# Ideas for small image projector (flashlight size, maybe bigger)



## _hAxel (Dec 2, 2012)

I'm am starting a project where I would like to be able to project an image(a QR code, 2D Barcode) from a small handheld device. Preferably flashlight sized, maybe a bit larger and I'm trying to collect ideas. It doesn't have to be any thing awesome, just be able to project the QR code onto a surface (not far away) and the QR code be able to be read by a scanner/reader. I am thinking about trying to make something using a piece of transparency film with the code printed on it and a light source behind it, but I was wanting to see if any one else had any ideas or input on my current idea. Thanks.


----------



## AnAppleSnail (Dec 2, 2012)

Where do you want this to be visible?

Outdoors? Budget is a few thousand USD (kilowatt short-arc lamp with projector lenses would do it).
Indoors or at night? More doable.

The compact method is, "An aspheric lens projects forwards whatever image is at its focal point." With a plain LED, this will be an image of the phosphor layer. You can either put a mask after the lens, or figure out a way to make a lit image of your 'logo.' Cree uses the second method for their 'flair' at job fairs: They have a handheld spotlight to project their logo all over.


----------



## _hAxel (Dec 2, 2012)

AnAppleSnail said:


> Where do you want this to be visible?
> 
> Outdoors? Budget is a few thousand USD (kilowatt short-arc lamp with projector lenses would do it).
> Indoors or at night? More doable.
> ...



It would be indoors, projected against a table top (or other surface nearby).


----------



## lightdelight (Dec 2, 2012)

Here is a projector I put together that works with most p60 hosts. Not the most efficient, pretty, or easiest to use, but it works good enough for many of my uses. Lenses are from a telescope eyepiece. You will want something with a short back focal point. If you are using a transparency and working at a fixed distance that will be a lot easier because you won't have to build a focusing mechanism.

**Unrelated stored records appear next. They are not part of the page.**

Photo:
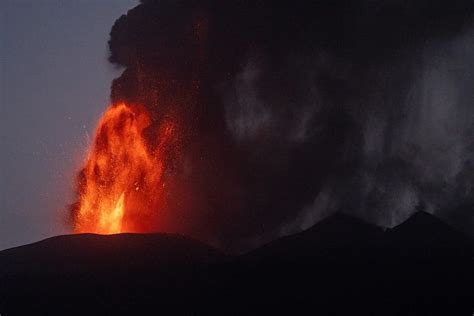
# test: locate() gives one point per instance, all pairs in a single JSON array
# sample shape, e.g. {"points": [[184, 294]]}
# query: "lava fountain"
{"points": [[122, 184]]}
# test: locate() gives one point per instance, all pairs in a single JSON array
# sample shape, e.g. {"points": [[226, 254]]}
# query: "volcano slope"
{"points": [[341, 265]]}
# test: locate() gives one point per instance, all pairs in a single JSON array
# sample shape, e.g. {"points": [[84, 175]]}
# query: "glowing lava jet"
{"points": [[123, 181]]}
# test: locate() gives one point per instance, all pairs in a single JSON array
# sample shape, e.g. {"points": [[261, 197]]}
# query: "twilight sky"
{"points": [[283, 112], [54, 84]]}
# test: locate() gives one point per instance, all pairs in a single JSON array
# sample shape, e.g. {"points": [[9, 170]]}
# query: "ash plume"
{"points": [[292, 111]]}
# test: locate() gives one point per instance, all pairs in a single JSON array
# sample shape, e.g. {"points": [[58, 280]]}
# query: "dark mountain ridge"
{"points": [[341, 265]]}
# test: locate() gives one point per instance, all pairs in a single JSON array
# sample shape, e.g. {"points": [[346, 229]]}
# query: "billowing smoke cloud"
{"points": [[292, 111]]}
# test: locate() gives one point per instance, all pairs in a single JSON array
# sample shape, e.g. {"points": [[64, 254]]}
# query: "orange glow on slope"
{"points": [[122, 182]]}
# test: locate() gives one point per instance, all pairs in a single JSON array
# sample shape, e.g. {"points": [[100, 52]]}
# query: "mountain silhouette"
{"points": [[341, 265]]}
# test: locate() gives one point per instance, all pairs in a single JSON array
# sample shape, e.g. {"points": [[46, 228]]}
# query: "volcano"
{"points": [[340, 265]]}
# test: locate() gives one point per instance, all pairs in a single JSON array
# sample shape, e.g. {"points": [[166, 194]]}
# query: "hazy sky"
{"points": [[54, 84]]}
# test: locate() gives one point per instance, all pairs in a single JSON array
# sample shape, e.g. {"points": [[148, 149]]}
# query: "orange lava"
{"points": [[123, 180]]}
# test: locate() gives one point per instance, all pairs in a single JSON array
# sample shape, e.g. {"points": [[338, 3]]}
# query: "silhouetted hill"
{"points": [[340, 266]]}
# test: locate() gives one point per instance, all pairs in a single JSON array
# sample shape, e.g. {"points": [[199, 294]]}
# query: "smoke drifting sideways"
{"points": [[292, 111]]}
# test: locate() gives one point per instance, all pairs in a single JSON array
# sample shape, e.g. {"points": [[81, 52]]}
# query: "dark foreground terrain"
{"points": [[341, 266]]}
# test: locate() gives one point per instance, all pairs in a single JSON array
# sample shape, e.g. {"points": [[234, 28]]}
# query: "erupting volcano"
{"points": [[122, 184]]}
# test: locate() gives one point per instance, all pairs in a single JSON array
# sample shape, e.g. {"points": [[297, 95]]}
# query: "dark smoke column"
{"points": [[289, 111]]}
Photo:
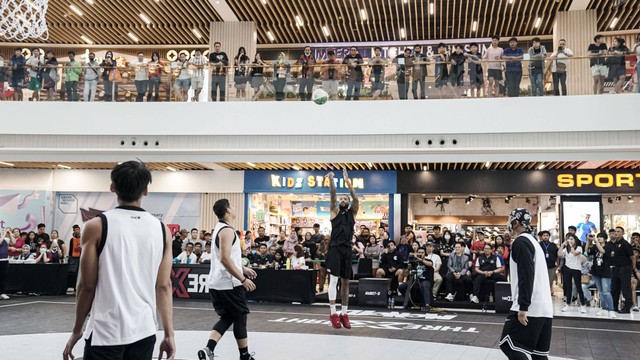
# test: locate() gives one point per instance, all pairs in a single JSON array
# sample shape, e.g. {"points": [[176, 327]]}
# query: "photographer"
{"points": [[420, 271], [489, 266]]}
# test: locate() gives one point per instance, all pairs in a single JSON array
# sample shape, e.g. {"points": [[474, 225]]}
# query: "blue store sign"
{"points": [[366, 182]]}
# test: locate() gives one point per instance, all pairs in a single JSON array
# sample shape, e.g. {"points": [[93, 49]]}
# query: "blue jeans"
{"points": [[537, 88], [604, 288]]}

IMGP8005 by ectro, on Flickr


----------



## _hAxel (Dec 2, 2012)

lightdelight said:


> Here is a projector I put together that works with most p60 hosts. Not the most efficient, pretty, or easiest to use, but it works good enough for many of my uses. Lenses are from a telescope eyepiece. You will want something with a short back focal point. If you are using a transparency and working at a fixed distance that will be a lot easier because you won't have to build a focusing mechanism.
> 
> 
> 
> ...




I hadn't thought about using a lens from an eyepiece, thanks.


----------



## DIWdiver (Dec 4, 2012)

That might work for camera-type readers, but laser scanners won't even see the projected image, only the surface beneath it.


----------